The loss of your baby will have an impact on your relatives and friends although they will handle it in different ways. Many people simply don't know what to say, how to act, what to do to express their sympathy. They may be afraid of saying or doing the wrong thing; they may feel helpless because they don't know how to comfort you or give you support.
Because of this, friends may say things that seem unsympathetic, or they may pull away so that it seems they're not there for you. They may be feeling vulnerable. All of which could leave your feeling alone and angry.
One way of dealing with this is simply to tell relatives and friends what you need from them, whether it's someone to listen to you or a home-cooked meal. While this may require extra energy on your part, the return will probably be worth it. People who care about you will generally be grateful to know what they can do . . . and you'll benefit by getting the kind of support and help you need.
While you'll want to talk with your family and friends about this in a way that is comfortable for you, here are some suggestions you might find useful:*
- Let them know that their calls and visits, their listening to you and letting you cry on their shoulder are all very important to you.
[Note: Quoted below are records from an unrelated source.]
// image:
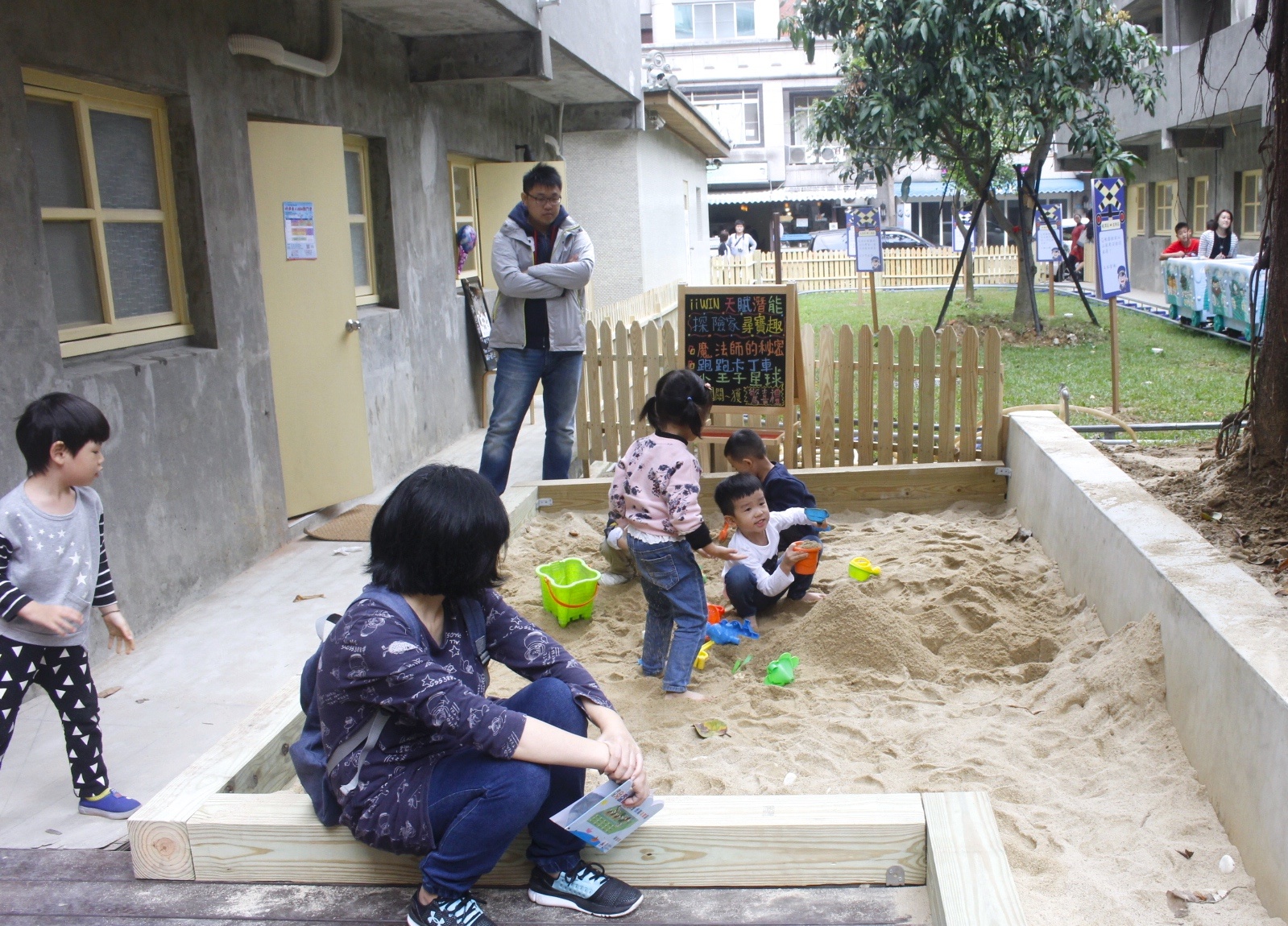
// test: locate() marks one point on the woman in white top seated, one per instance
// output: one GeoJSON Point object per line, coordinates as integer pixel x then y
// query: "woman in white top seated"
{"type": "Point", "coordinates": [1220, 242]}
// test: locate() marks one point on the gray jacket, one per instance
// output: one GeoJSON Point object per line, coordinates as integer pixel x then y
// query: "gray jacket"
{"type": "Point", "coordinates": [561, 283]}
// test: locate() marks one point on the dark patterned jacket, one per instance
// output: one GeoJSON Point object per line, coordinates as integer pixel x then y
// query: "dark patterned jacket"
{"type": "Point", "coordinates": [438, 697]}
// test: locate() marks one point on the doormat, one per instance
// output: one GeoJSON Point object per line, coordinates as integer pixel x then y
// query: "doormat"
{"type": "Point", "coordinates": [352, 527]}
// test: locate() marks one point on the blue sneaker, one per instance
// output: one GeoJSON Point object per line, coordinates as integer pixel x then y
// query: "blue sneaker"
{"type": "Point", "coordinates": [111, 804]}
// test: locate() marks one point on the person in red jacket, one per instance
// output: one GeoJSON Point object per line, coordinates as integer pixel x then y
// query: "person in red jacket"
{"type": "Point", "coordinates": [1185, 245]}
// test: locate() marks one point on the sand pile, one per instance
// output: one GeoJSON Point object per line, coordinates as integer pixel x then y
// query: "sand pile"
{"type": "Point", "coordinates": [967, 665]}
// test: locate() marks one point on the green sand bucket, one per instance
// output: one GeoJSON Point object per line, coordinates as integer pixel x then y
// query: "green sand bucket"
{"type": "Point", "coordinates": [568, 589]}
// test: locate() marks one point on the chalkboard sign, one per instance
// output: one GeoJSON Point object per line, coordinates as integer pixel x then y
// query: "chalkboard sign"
{"type": "Point", "coordinates": [742, 341]}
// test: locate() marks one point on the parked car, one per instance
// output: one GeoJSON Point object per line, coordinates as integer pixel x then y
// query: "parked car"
{"type": "Point", "coordinates": [834, 240]}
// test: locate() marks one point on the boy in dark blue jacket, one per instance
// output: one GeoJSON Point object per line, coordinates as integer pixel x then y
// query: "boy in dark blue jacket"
{"type": "Point", "coordinates": [746, 453]}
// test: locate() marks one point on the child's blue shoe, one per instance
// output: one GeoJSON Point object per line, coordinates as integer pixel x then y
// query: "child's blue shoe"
{"type": "Point", "coordinates": [111, 804]}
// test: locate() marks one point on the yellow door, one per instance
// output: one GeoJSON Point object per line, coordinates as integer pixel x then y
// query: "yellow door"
{"type": "Point", "coordinates": [307, 266]}
{"type": "Point", "coordinates": [499, 187]}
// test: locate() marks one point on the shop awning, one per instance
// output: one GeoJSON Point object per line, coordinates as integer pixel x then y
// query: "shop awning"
{"type": "Point", "coordinates": [789, 195]}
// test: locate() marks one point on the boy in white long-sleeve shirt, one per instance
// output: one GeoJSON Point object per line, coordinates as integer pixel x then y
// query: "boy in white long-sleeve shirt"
{"type": "Point", "coordinates": [763, 576]}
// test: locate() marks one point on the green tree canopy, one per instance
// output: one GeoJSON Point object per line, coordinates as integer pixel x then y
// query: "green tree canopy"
{"type": "Point", "coordinates": [975, 84]}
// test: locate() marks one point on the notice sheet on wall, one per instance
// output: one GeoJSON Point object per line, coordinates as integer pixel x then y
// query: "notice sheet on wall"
{"type": "Point", "coordinates": [301, 240]}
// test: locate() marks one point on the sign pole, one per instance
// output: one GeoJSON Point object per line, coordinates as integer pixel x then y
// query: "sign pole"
{"type": "Point", "coordinates": [1113, 349]}
{"type": "Point", "coordinates": [776, 238]}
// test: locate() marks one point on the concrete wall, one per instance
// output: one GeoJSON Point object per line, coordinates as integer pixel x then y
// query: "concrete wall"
{"type": "Point", "coordinates": [670, 249]}
{"type": "Point", "coordinates": [1224, 636]}
{"type": "Point", "coordinates": [627, 188]}
{"type": "Point", "coordinates": [193, 486]}
{"type": "Point", "coordinates": [604, 196]}
{"type": "Point", "coordinates": [1220, 165]}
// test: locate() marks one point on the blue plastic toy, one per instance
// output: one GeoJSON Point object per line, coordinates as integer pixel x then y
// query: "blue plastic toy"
{"type": "Point", "coordinates": [732, 631]}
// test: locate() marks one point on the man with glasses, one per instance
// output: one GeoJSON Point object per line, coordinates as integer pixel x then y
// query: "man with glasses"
{"type": "Point", "coordinates": [541, 260]}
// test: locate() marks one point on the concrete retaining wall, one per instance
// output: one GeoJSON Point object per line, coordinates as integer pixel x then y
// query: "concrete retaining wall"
{"type": "Point", "coordinates": [1225, 639]}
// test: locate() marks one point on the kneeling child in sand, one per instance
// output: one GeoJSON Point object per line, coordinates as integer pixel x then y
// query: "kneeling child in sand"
{"type": "Point", "coordinates": [764, 577]}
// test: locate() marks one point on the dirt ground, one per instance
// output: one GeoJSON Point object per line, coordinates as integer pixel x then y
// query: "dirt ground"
{"type": "Point", "coordinates": [1243, 517]}
{"type": "Point", "coordinates": [967, 665]}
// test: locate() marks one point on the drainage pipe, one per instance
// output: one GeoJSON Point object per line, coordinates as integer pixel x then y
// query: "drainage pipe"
{"type": "Point", "coordinates": [273, 52]}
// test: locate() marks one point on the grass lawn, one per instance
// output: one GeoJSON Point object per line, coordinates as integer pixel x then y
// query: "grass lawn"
{"type": "Point", "coordinates": [1195, 378]}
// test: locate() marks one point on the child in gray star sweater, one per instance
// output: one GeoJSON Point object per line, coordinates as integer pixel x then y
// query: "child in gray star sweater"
{"type": "Point", "coordinates": [53, 572]}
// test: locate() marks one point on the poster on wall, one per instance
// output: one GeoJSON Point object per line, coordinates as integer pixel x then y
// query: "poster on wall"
{"type": "Point", "coordinates": [866, 225]}
{"type": "Point", "coordinates": [963, 223]}
{"type": "Point", "coordinates": [1113, 277]}
{"type": "Point", "coordinates": [301, 240]}
{"type": "Point", "coordinates": [1047, 246]}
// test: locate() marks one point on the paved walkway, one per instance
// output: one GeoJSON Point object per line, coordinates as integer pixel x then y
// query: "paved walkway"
{"type": "Point", "coordinates": [195, 676]}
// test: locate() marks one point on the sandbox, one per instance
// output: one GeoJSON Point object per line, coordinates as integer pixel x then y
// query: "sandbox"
{"type": "Point", "coordinates": [967, 672]}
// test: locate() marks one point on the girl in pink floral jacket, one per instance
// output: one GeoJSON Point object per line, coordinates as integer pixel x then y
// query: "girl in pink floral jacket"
{"type": "Point", "coordinates": [655, 496]}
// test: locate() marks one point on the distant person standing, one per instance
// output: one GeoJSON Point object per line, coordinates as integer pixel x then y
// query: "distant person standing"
{"type": "Point", "coordinates": [542, 260]}
{"type": "Point", "coordinates": [1220, 241]}
{"type": "Point", "coordinates": [739, 242]}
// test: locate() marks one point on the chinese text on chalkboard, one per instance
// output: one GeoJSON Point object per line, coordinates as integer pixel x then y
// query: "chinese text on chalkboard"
{"type": "Point", "coordinates": [739, 345]}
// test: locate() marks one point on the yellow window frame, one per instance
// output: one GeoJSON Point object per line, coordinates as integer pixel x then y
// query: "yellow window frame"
{"type": "Point", "coordinates": [466, 213]}
{"type": "Point", "coordinates": [365, 296]}
{"type": "Point", "coordinates": [1165, 208]}
{"type": "Point", "coordinates": [115, 333]}
{"type": "Point", "coordinates": [1199, 201]}
{"type": "Point", "coordinates": [1249, 208]}
{"type": "Point", "coordinates": [1137, 213]}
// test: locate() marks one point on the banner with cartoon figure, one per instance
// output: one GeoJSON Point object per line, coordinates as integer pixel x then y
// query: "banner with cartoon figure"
{"type": "Point", "coordinates": [1113, 277]}
{"type": "Point", "coordinates": [864, 223]}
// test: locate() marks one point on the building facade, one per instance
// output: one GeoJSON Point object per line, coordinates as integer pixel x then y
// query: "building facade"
{"type": "Point", "coordinates": [253, 270]}
{"type": "Point", "coordinates": [1199, 151]}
- Reassure them that you don't mind them asking questions. In fact, you need to talk about what happened and to cry about it. Thank them for asking.
- Confide that it would be most helpful to you if they offered to do specific things, like taking your kids for an afternoon or doing your grocery shopping, rather than suggesting that you contact them when you need help. You can explain that you don't have the energy to assign tasks and that you don't want to impose on them.
- Explain that you'd rather they share their feelings with you honestly, even if they do it awkwardly, than try to cheer you up or give advice or say the "perfect thing." Let them know that you understand they may not know what to say and that it's okay. Words from the heart, like "I can't imagine how awful this must be for you" or "I want to help you but I don't know how," are comforting in their honesty and empathy. Even their tears can be a comfort.
- Ask them to use your baby's name and remember him or her on anniversaries. Let them know that, even if you get pregnant again and have other children, you won't forget the baby who died.
- Thank them for their patience and support as you go through your grieving.
As time goes by, you may find that support from your family and friends dwindles. That doesn't mean they've forgotten about your baby or that they don't care. In all likelihood, they will continue to provide support if they know it's needed.
Keep in mind that, since grieving is a very individual thing, you need to do it according to your own timetable, not according to others' expectations of when you should "pull out of it." As you gradually have more and more good days, you'll resume your activities and contacts and allow yourself to laugh and have a good time. While the pain from losing a baby never goes away entirely, it does diminish enough so that you can go on with life and look forward to the future. Only you know how long you need to take to heal and to integrate the loss of your baby into your life. However, if you feel that you've become stuck in one phase of grieving or are unable to return to your normal activities, you should seek counseling.